European citizens are still far too cautious about going to settle and work in another Member State, according to the Eurobarometer survey of September 2005, quoting a very small percentage of just 1.5% of the citizens, which is almost unchanged from figures of 30 years ago.
This despite the fact that the European Commission is stepping up its efforts to ensure that citizens established abroad have the same rights as they do in their country of origin (particularly in terms of pension mobility), stressing the importance for workers of acquiring some professional experience abroad, as part of the Lisbon objectives.
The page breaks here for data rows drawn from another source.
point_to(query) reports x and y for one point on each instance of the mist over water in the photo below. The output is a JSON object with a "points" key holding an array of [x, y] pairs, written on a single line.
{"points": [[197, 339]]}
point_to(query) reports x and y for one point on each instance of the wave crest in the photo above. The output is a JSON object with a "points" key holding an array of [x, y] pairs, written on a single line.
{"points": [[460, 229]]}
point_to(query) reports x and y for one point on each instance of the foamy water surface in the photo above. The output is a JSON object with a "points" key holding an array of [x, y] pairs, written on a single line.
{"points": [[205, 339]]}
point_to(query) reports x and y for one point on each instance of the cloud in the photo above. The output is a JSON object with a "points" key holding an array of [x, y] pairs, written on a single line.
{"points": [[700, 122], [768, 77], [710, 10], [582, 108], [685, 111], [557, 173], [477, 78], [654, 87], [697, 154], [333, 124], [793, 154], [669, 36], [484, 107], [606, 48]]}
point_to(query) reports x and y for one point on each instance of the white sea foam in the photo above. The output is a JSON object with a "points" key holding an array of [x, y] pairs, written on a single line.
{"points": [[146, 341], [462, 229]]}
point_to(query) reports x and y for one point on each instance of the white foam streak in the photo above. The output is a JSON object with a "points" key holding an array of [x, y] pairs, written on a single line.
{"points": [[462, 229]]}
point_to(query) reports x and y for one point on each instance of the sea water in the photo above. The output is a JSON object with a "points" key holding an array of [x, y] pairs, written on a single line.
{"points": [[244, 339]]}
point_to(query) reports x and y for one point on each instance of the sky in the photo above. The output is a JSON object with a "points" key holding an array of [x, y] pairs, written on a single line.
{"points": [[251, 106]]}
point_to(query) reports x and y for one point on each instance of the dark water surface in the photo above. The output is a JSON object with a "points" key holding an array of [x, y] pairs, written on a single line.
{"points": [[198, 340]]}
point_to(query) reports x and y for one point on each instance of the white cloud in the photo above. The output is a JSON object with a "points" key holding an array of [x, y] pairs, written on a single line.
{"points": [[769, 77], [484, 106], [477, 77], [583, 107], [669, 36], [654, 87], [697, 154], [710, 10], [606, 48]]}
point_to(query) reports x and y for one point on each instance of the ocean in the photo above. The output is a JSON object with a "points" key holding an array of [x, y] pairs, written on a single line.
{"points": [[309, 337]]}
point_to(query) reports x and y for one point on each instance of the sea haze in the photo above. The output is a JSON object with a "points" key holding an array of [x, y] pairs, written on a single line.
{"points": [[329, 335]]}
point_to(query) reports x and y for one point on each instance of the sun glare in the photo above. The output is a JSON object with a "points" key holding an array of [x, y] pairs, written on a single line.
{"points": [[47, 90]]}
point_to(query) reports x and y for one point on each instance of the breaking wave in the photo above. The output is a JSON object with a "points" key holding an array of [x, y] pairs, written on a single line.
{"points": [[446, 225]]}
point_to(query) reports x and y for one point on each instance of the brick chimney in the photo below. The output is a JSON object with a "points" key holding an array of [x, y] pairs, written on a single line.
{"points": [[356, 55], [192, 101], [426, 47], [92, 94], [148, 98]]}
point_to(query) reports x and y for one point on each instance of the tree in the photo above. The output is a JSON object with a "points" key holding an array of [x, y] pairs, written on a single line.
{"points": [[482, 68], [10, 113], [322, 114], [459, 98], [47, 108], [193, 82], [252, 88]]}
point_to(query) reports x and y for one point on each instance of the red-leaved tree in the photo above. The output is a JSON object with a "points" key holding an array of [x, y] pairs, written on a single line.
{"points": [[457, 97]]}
The difference of mindset from one Member State to the next is considerable: in this way, many Swedes (79%) and Danes (72%) believe that professional mobility is a positive thing, compared to percentages below 33% in Belgium, Germany, Estonia and Greece. On average, 66% of active Europeans said that they would leave their region in order to find work, a percentage which varies between 25% (Austria, Hungary and Ireland) and 50% (Luxembourg and Poland) if it is a question of actually changing countries.
The Commission has identified several factors which may prevent citizens from going and working in another Member State:
- lack of awareness of the mobility of social protection rights from one Member State to another;
- problems speaking languages other than their mother tongue;
- problems of finding adequate housing;
- difficulties related to the mobility of the family unit (most especially problems for the partner in finding employment).